The Salatins continue to refine their models to push environmentally-friendly farming practices toward new levels of expertise.
Small farms typically offer quiet pastoral scenes of rolling pastures, grazing animals, weathered barns, and a chicken coop or two.
Polyface Farm, a 550-acre spread in Virginia's Shenandoah Valley, is different. The rolling pastures are there all right—but quiet they're not. Each day, men move fences, roll portable henhouses, and redirect cattle from one area to another for grazing. Trees are cut down for lumber and pigs set loose to roll in wood chips and cow manure to create compost.
It's all part of a plan that the owner, celebrity farmer Joel Salatin, carefully honed over the past 25 years to maximize productivity of his 100 acres of farmland and 450 acres of trees. He says the mobile approach enables him to produce not only much more beef, chicken, pork, and eggs than he could ever have done using conventional farming techniques, but better-tasting and more nutritious products as well.
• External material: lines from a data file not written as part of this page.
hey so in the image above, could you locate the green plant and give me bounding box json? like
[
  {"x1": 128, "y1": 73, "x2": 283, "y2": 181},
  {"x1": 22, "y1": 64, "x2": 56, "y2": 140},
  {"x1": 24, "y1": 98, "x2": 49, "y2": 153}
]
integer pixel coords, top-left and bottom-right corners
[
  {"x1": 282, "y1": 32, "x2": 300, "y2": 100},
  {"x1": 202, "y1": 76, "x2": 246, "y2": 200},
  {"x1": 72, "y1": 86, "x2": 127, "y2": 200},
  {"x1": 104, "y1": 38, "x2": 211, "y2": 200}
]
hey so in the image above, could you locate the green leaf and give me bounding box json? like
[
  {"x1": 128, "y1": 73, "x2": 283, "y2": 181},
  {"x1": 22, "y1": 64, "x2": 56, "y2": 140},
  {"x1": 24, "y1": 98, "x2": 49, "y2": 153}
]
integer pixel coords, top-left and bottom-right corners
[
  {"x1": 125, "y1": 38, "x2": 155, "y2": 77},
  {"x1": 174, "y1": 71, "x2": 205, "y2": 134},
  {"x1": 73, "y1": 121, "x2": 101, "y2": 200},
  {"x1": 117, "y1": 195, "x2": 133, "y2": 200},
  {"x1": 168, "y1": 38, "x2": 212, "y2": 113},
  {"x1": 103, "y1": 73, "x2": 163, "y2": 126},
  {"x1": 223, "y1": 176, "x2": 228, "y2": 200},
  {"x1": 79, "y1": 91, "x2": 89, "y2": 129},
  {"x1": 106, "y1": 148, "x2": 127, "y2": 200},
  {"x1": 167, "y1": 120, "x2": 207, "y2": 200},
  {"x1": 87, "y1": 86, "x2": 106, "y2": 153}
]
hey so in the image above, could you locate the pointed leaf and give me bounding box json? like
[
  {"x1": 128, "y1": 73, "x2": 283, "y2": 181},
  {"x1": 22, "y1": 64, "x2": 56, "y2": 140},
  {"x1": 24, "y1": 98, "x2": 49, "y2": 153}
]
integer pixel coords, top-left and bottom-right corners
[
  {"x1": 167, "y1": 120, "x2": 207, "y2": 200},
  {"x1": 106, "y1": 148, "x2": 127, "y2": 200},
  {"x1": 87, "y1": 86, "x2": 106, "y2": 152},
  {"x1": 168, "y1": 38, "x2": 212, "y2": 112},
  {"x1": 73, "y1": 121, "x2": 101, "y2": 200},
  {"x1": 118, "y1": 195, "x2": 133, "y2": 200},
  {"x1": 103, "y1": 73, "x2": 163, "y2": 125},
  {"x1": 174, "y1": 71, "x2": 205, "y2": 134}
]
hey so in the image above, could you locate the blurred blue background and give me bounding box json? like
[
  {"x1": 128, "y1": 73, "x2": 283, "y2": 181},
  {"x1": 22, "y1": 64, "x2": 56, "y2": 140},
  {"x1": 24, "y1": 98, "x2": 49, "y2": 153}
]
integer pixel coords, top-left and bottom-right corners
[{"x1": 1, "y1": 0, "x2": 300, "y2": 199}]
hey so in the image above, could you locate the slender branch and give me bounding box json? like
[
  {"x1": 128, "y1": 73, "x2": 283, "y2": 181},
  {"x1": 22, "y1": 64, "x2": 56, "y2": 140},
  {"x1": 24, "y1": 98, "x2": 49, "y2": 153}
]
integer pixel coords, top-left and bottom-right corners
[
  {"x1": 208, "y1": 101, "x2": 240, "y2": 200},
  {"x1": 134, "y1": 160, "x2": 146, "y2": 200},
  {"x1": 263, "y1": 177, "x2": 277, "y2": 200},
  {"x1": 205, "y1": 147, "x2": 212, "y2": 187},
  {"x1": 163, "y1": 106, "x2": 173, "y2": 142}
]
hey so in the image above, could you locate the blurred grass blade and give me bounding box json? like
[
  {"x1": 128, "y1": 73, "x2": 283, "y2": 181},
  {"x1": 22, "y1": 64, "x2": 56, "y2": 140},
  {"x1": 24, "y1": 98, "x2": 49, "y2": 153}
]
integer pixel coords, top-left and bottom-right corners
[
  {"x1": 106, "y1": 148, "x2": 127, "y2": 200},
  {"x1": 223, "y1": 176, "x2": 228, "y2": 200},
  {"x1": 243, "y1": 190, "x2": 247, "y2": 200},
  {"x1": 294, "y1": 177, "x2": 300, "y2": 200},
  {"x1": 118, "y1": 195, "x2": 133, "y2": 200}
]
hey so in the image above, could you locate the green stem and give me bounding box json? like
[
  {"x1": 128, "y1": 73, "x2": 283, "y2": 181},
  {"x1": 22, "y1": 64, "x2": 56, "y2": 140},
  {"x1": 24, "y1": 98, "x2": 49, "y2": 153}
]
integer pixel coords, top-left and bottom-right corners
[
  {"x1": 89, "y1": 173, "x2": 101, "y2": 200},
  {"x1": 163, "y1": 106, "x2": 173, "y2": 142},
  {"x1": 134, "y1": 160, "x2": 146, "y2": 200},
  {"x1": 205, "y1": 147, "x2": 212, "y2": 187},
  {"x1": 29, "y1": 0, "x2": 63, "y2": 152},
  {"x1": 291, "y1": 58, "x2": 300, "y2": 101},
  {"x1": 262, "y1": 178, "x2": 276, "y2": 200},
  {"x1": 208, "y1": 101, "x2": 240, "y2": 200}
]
The goal of the mobile approach is to systematically use the manure from his animals as fertilizer for his pasture, thus reducing his energy and feed costs. It's his secret quality-improvement ingredient. He figures his farm's revenue at about $3,000 per acre, vs. about $150 per acre for typical small and medium-sized farms that emphasize grazing. “We can feed the world with this technology,” says an exuberant Salatin, who has written several books describing his techniques and offers popular weekend seminars to farmers and wannabes.